The company’s LTM gross margin is 76.1%, but its LTM EBIT margin is slightly negative at around 1.6%. Elastic is investing aggressively in growth and approaching a key inflection point toward profitability. And it announced a $500 million share repurchase program in October 2025, signaling management confidence in the business.
Here’s why Elastic stock could offer some of the most compelling return potential in software despite its steep recent decline.
What the Model Says for Elastic Stock
We analyzed the upside potential for Elastic stock based on its improving profitability trajectory, strong subscription revenue growth, and expanding AI-native platform capabilities across search, observability, and security.
Based on estimates of 14.6% annual revenue growth, 17.5% operating margins, and a normalized P/E multiple of 18.3x, the model projects Elastic stock could rise from $49 to $73 per share.
That would be a 49% total return, or a 22.3% annualized return over the next 2.0 years.

Our Valuation Assumptions
TIKR’s Valuation Model lets you plug in your own assumptions for a company’s revenue growth, operating margins, and P/E multiple, and calculates the stock’s expected returns.
Here’s what we used for ESTC stock:
1. Revenue Growth: 14.6%
Elastic’s Q3 FY2026 revenue grew 18% year-over-year, and sales-led subscription revenue grew 21% to $376 million. The company’s forward two-year revenue CAGR is projected at around 15.2%. And its three-year historical revenue CAGR of 19.8% shows strong underlying momentum.

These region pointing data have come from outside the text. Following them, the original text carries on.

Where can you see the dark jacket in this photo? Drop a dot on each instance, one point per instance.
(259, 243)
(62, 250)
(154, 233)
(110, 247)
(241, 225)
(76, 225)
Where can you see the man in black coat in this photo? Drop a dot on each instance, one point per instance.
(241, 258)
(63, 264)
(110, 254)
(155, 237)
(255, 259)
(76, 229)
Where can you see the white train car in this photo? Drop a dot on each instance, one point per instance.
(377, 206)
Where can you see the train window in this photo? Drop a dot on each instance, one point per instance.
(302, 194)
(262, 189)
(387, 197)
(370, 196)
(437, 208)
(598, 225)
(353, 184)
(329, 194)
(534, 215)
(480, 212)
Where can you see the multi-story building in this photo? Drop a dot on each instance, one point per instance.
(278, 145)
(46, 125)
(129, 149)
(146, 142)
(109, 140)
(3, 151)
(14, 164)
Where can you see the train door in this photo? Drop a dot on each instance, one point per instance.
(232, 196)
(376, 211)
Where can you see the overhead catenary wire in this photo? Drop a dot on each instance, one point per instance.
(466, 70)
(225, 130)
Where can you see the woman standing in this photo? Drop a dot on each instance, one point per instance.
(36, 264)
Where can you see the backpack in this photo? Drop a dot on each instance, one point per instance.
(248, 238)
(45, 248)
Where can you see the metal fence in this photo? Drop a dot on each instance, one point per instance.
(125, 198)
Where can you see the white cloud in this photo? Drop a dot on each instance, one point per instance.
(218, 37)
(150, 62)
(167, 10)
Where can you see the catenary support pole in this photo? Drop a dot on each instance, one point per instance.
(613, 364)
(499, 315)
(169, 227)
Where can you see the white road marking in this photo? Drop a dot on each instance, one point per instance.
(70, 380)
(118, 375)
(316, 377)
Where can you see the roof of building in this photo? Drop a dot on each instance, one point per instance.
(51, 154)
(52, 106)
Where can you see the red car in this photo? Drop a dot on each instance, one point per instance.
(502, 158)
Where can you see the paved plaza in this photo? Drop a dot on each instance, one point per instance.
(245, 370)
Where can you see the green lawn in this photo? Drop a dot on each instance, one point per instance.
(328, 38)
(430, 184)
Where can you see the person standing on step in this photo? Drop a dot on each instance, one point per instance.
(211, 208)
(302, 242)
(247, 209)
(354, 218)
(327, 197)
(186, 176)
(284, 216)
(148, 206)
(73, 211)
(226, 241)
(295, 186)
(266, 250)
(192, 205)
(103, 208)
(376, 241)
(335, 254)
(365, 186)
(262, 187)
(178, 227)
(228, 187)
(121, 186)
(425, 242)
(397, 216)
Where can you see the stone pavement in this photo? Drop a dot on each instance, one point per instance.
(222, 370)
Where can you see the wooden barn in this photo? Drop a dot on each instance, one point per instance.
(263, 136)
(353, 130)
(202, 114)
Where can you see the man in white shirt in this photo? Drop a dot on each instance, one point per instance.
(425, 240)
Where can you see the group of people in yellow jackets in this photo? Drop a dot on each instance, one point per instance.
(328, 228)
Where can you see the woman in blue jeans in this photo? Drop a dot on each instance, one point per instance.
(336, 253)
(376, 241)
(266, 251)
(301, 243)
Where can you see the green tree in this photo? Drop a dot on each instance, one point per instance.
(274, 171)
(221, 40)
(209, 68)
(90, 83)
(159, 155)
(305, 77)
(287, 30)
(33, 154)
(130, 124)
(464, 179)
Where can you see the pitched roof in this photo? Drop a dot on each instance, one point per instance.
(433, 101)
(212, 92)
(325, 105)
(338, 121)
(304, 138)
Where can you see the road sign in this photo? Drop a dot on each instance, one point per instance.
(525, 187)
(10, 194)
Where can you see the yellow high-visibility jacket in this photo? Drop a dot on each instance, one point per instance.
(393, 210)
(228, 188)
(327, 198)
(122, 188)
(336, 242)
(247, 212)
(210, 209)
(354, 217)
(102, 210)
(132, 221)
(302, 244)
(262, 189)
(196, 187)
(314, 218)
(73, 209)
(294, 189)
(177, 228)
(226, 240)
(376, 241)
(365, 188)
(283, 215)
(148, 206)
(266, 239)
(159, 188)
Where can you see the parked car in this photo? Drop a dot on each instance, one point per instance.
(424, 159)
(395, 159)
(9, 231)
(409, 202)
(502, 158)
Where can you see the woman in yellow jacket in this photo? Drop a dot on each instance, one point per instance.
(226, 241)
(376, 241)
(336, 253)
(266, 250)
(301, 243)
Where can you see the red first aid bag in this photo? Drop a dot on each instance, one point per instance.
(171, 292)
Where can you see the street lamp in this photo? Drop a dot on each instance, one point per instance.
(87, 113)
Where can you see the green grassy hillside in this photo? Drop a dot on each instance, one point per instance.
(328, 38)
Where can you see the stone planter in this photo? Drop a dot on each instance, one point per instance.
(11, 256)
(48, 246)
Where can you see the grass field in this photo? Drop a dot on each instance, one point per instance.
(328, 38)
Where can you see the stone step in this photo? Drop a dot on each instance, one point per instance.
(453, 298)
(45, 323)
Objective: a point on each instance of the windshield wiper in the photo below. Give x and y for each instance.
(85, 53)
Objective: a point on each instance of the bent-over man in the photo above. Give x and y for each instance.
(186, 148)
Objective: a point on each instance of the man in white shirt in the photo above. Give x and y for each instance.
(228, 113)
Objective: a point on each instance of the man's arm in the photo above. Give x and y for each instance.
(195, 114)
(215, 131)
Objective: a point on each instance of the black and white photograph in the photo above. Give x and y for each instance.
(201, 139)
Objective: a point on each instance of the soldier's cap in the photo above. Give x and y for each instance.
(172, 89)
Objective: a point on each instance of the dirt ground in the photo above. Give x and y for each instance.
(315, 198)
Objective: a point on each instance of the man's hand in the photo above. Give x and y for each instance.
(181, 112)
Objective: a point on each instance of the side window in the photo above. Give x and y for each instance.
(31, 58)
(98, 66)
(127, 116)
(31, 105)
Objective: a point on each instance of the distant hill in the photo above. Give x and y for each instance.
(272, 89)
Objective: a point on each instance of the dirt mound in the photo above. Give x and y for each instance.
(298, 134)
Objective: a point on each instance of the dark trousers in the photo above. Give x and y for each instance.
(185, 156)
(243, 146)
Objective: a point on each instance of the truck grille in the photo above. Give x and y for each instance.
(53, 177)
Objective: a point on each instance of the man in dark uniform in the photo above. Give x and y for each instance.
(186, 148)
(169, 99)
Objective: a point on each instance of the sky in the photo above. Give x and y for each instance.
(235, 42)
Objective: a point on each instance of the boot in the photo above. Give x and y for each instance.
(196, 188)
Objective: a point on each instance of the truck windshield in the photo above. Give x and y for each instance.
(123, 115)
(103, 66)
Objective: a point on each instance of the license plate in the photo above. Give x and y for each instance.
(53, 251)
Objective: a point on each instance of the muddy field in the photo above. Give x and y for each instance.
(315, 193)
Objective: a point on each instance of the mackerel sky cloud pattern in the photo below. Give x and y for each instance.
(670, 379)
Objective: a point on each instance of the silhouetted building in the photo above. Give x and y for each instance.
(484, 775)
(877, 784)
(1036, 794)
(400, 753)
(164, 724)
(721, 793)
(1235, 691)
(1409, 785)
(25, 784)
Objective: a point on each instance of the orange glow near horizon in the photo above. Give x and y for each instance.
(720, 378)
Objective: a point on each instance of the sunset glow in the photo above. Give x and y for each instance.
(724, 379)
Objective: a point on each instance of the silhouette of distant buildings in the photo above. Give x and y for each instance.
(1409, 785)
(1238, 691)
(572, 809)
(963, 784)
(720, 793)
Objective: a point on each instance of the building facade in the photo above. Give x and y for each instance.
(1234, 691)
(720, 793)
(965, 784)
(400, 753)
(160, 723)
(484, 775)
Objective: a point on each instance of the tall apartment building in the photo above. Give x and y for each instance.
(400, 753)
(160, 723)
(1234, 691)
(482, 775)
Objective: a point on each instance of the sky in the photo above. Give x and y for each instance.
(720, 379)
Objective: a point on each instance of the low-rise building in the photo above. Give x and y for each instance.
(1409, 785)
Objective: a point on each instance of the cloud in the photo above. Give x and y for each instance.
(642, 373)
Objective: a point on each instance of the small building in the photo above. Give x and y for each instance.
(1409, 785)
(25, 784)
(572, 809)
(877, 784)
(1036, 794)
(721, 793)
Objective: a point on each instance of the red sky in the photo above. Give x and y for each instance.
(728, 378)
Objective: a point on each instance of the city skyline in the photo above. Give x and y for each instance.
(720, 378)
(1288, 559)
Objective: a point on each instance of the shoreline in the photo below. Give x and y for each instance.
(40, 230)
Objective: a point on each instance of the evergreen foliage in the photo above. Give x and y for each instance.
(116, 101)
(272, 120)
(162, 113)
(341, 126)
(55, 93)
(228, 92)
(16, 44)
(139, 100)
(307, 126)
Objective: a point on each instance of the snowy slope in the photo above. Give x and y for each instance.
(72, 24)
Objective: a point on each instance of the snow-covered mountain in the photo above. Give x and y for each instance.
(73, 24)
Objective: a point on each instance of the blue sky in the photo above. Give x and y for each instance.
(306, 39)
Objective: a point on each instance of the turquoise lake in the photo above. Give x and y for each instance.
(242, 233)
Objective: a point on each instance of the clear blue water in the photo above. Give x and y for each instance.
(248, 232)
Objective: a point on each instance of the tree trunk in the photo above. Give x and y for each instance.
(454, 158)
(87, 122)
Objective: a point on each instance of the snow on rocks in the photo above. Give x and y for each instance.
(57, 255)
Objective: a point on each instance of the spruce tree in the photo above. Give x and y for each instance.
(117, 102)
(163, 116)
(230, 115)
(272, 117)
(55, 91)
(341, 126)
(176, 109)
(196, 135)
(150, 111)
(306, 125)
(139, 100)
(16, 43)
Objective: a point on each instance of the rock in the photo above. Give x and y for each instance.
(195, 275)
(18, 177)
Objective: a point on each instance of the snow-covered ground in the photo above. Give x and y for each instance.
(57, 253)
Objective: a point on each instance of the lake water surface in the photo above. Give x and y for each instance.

Elastic recently eliminated per-endpoint pricing for its Elastic Security XDR product (a unified threat detection and response tool), potentially broadening adoption among cost-conscious enterprise buyers. And FedRAMP High authorization on AWS GovCloud opens a large new government revenue channel.
Based on analysts’ consensus estimates, we used a 14.6% revenue growth forecast for ESTC. This reflects continued cloud transition tailwinds, strong government contract momentum, and growing AI-driven enterprise search demand.
2. Operating Margins: 17.5%
Elastic’s LTM EBIT margin is slightly negative at around 1.6%, as the company invests aggressively in product and go-to-market capabilities. But its LTM gross margin of 76.1% provides a strong foundation for margin expansion. And the company’s forward two-year EBITDA CAGR is projected at around 20.9%.
New GPU-accelerated capabilities and deeper integrations with cloud providers like AWS and Google Cloud support this expansion trajectory. And operating leverage should improve meaningfully as the revenue base grows.
Based on analysts’ consensus estimates, we used a 17.5% operating margin assumption for ESTC. This reflects Elastic’s path to profitability as revenue scale improves and investment spending normalizes relative to revenue.
3. Exit P/E Multiple: 18.3x
ESTC currently trades at an NTM P/E of 18.3x, which is low relative to high-growth software peers. Its significant pullback from $96 to $49 has compressed the multiple substantially. And the analyst consensus target of $79 implies around 61% upside from current levels.
Based on analysts’ consensus estimates, we used an 18.3x exit P/E multiple for ESTC. This reflects a conservative assumption for a company growing at a mid-to-high teens revenue growth rate. But it also accounts for the near-term profitability ramp still underway.
Elastic announced a $500 million share repurchase program in October 2025, signaling management confidence in the business. And the stock’s deep pullback means the company can retire a larger percentage of its shares at depressed prices. So capital allocation is beginning to add another dimension to the ESTC investment case.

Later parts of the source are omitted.